Two UH alumni are competing against each other in the upcoming Nov. 8 election to represent the Texas State Board of Education District 6.
Palmer recently spoke at a Student Government Association-sponsored event.
Hickman wants to draft a new course that gives middle school students the opportunity to take career aptitude tests and work with counselors to develop their skills.
This comes after noting how 40% of high school graduates don’t feel ready to further their career or education once they graduate, according to the College, Career and Military Readiness program.
Hickman notes his special interest in career and technical education programs and Texas’s abundance of courses, as he believes they are beneficial regardless of the career one is going into.
Palmer said her stances are “180 degrees” from how Hickman would vote. If elected, one of the first things Palmer wants to get done is to call for change to the state’s social studies curriculum, which was recently controversially delayed by the board, along with administering new textbooks that include the teaching of climate change.
Palmer also wants a health curriculum to be required to graduate that includes lessons on sex education, LGBTQ health issues and the teaching of consent.
“Texas has one of the highest rape instances in the country,” Palmer said. “And it has been shown that states that do teach consent have a lower, at least date rape, incidents because students understand that it’s not just violent rape that’s rape.”
Reasons for running
As a father of three children, Hickman wants to have a parent’s perspective on the board and said that he has the best interest of all Texas kids in mind when making decisions about their curriculum.

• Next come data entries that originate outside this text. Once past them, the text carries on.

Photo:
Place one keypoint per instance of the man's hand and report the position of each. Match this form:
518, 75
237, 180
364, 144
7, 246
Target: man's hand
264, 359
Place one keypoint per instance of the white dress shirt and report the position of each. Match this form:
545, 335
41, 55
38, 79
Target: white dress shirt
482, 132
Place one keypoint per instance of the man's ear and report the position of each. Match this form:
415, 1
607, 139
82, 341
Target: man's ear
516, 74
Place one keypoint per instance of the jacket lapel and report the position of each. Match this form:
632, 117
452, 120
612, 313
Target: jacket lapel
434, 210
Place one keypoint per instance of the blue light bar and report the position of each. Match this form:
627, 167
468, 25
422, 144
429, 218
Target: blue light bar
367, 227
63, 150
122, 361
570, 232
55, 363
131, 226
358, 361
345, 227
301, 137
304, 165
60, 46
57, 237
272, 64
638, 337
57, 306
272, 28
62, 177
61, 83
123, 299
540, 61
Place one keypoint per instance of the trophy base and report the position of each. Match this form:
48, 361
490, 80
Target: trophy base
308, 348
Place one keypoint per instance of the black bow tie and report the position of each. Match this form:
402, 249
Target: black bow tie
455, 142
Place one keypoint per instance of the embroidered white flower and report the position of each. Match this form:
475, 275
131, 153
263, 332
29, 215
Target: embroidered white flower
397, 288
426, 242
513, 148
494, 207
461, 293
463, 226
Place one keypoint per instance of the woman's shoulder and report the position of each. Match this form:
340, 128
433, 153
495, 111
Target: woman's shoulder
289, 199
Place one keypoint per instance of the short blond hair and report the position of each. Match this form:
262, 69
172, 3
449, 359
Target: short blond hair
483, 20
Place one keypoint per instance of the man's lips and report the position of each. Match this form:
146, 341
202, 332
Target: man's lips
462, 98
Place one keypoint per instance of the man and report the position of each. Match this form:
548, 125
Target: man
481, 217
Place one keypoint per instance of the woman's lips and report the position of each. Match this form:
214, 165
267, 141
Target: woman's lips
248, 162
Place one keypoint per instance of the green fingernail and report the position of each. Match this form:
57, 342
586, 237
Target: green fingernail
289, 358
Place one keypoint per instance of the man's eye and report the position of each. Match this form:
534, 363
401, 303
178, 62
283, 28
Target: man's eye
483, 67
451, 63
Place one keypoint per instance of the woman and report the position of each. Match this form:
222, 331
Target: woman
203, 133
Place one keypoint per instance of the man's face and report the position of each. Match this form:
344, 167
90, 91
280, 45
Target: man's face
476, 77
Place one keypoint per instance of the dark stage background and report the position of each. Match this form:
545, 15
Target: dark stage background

He has also received endorsements from Texas Gov. Greg Abbott and other state representatives.
“We work hand in hand with the state Legislature to get things done,” Hickman said. “I think that’s important to have a good working relationship with the Capitol.”
Palmer first ran against Hickman in 2020 when the seat was open. As a high school history teacher, Palmer discovered factual inaccuracies in the curriculum, something that she hopes to change if elected.
“It wasn’t something I went looking to do, but I saw a need and jumped in,” Palmer said. “And I plan to run for it until I win it because my students deserve better than they’re getting.”
While first attending Texas A&M University, Hickman later went to UH and earned three of his five degrees, most recently earning his Spanish B.A. Hickman also received advanced degrees from the UH Law Center.
“My philosophy about education is that education is preparing you to do something,” Hickman said.
Palmer graduated from UH in 1994 and double-majored in political science and Russian studies. During her time at UH, Palmer served as speaker of the Student Government Association Senate and worked with other political organizations.
“The knowledge that I gained through my many political science classes, obviously helped me to understand the way that the political system works and to be able to work within it and to fight against it,” Palmer said.
Correction: A previous version of this story had incorrectly stated that both Hickman and Palmer attended the SGA-hosted event. This version of the story has been updated to reflect the change.